Before providing access to electronic health data for secondary use purposes, the EHDS requires the implementation of anonymisation or pseudonymisation techniques. However, the effective implementation of those safeguards and accompanying measures depends on a case-by-case basis. In the case of certain electronic health data categories, their implementation may cause considerable challenges. The most often mentioned example is the problem of anonymising human genetic (or other omics) data or personal data from biobanks due to the possible risk of re-identifying data subjects. Although the linkage of multiple datasets and the potential insights drawn therefrom in a big data context may enable the realisation of benefits to advance personalised healthcare and health research and innovation, it may also increase the risks of re-identification of data subjects and may generate additional privacy risks. To mitigate those risks and provide legal assurances, it would be crucial that the EHDS specifies the electronic health data categories for secondary use by clearly defining the registries/databases from which electronic health data shall be made available and/or the original processing purposes of (personal) electronic health data. This could be clarified in one of the implementing acts of the EHDS that aims to “set out the minimum elements health data holders are to provide for datasets and their characteristics.” Furthermore, there is a need to provide clarity and consistent interpretation on anonymisation and pseudonymisation techniques in the new legal landscape. This matter could be addressed by the EDPB by issuing a guideline on the processing of personal data for scientific research purposes and/or specifically on the topics of anonymisation and pseudonymisation.Footnote 14
In addition to data protection challenges, the EHDS poses risks to the effective protection of IP, as it requires electronic health data protected by IP rights, trade secrets and/or covered by the regulatory data protection right to be made available for secondary use. In such cases, “health data holders shall inform the health data access body of and identify any electronic health data containing content or information protected by intellectual property rights, or trade secrets and/or covered by the regulatory data protection right” and the “health data access bodies shall take all specific appropriate and proportionate measures, including legal, organisational, and technical ones, they deem necessary to preserve the protection of intellectual property rights, trade secrets and/or the regulatory data protection right.” However, this radically new IP governance scheme has been criticised for failing to provide adequate and effective control and safeguards to health data holders (or other rights holders) and may undermine existing legal protection and incentives (provided under international, EU and national laws) that are vital for researchers and innovators.Footnote 15
III. Data minimisation and purpose limitation requirements in the governance of the secondary use of electronic health data under the EHDS
The EHDS requires HDABs to provide access to electronic health data in accordance with the principles of data minimisation and purpose limitation. In connection with that requirement, the EHDS makes reference to the corresponding data protection principles under Article 5(1) of the GDPR. However, the data protection principles under the GDPR are only applicable in the context of processing personal data. Considering that the EHDS would require “electronic health data” to be made available for secondary use (i.e. not only “personal electronic health data”), it would extend the application of data protection principles to operations performed on all “electronic health data” (including non-personal electronic health data). It is one of several problematic examples where the EHDS blurs the borderline between the protection of “personal electronic health data” and “non-personal electronic health data.” This inconsistency generates legal uncertainty and poses risks.

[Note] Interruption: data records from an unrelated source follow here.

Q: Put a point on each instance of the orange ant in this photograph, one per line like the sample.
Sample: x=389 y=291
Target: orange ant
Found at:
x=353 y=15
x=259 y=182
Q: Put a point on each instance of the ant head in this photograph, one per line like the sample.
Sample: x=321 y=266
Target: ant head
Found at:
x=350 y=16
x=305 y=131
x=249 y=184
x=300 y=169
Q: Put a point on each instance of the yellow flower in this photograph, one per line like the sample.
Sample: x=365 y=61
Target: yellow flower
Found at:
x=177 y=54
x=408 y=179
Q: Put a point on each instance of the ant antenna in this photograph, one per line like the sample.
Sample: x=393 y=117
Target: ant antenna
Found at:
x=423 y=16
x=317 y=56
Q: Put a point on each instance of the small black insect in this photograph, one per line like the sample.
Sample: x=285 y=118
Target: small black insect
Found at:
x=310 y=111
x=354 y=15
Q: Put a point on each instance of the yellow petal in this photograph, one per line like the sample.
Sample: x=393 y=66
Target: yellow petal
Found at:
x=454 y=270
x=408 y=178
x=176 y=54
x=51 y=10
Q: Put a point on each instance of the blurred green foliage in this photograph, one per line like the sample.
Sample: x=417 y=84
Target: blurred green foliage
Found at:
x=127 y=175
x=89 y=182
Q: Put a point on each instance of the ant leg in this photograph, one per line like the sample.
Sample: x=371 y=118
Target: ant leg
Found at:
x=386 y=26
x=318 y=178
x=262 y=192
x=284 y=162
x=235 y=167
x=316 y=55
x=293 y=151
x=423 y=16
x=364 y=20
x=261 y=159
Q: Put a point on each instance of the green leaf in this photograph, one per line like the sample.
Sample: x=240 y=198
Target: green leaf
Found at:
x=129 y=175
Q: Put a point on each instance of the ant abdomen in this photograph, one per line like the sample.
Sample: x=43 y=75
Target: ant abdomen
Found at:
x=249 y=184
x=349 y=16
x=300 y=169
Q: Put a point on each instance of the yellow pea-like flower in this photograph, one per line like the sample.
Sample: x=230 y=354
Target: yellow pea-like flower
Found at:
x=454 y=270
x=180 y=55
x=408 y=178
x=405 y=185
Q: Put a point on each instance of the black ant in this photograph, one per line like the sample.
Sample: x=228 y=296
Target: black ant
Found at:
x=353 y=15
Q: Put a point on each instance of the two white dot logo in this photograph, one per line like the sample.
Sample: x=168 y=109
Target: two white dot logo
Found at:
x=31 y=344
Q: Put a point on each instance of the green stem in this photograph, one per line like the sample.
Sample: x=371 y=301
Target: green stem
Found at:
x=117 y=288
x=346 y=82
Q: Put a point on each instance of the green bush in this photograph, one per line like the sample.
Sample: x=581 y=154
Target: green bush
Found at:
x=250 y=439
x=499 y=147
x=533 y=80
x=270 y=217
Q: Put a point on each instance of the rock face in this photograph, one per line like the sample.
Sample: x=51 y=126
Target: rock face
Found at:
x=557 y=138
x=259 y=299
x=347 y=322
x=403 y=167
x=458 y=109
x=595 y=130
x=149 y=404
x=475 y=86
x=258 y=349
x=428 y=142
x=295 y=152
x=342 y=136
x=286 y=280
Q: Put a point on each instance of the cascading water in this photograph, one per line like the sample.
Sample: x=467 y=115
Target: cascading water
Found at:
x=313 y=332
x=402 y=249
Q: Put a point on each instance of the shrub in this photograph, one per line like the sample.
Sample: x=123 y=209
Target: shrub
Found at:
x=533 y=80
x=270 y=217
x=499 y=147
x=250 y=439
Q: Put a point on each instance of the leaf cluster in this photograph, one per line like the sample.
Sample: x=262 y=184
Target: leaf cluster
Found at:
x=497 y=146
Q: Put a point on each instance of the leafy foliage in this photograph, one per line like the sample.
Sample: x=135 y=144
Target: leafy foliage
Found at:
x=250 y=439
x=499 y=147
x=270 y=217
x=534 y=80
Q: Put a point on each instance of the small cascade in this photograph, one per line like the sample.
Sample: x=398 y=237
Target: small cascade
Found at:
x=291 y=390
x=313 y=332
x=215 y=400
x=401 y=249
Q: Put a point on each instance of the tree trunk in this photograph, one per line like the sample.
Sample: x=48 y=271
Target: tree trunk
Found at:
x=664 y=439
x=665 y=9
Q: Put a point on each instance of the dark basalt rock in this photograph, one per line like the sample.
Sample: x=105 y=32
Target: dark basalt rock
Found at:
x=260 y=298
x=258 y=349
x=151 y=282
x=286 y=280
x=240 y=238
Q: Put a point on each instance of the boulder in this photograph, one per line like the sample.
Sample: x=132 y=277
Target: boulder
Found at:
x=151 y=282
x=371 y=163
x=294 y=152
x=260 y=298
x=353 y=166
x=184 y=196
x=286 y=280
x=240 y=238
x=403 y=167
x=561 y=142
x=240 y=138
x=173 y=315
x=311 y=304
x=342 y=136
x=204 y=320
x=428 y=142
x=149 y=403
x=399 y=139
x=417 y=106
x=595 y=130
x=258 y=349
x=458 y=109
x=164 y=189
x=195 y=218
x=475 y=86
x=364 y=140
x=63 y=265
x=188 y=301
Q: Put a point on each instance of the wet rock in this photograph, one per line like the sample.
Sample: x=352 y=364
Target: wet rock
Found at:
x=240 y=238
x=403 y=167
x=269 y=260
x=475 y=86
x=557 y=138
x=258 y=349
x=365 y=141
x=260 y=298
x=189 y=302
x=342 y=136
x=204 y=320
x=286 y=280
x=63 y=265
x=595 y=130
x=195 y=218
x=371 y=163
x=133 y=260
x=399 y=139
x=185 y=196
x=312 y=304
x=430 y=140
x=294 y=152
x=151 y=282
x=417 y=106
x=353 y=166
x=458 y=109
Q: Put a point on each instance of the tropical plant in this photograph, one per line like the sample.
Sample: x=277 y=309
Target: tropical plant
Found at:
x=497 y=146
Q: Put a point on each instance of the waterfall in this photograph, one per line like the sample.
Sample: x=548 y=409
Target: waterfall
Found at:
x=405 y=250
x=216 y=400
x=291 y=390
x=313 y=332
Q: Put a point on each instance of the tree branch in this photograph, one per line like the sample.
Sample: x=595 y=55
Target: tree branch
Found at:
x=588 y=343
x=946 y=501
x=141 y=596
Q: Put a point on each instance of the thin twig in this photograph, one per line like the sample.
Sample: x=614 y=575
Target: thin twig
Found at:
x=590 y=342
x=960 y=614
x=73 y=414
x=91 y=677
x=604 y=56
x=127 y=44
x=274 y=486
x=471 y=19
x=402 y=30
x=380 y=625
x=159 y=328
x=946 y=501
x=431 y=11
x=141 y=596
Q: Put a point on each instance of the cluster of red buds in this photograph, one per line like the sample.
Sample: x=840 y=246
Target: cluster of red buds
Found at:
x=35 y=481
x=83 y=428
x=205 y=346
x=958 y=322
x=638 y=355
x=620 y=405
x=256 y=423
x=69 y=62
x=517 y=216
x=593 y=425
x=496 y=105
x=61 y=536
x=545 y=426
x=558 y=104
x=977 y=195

According to the data minimisation and purpose limitation requirements set forth under the EHDS, the “health data access body shall ensure that access is only provided to requested electronic health data that are adequate, relevant and limited to what is necessary in relation to the purpose of processing indicated in the data permit application by the health data user and in line with the data permit granted.” In terms of the format in which the health data access body shall provide access to electronic health data, the EHDS provides for two ways. In principle, the HDAB shall provide the electronic health data in an anonymised (or anonymised statistical) format, where the purpose of processing by the health data user can be achieved with such data, taking into account the information provided by the health data user. If the health data user demonstrates that its processing cannot be achieved with anonymised data, taking into account the information provided by the health data user, the HDAB shall provide access to (personal) electronic health data in pseudonymised format, where the information necessary to reverse the pseudonymisation shall be available only to the HDAB (or a body that acts as a trusted third party in accordance with national law).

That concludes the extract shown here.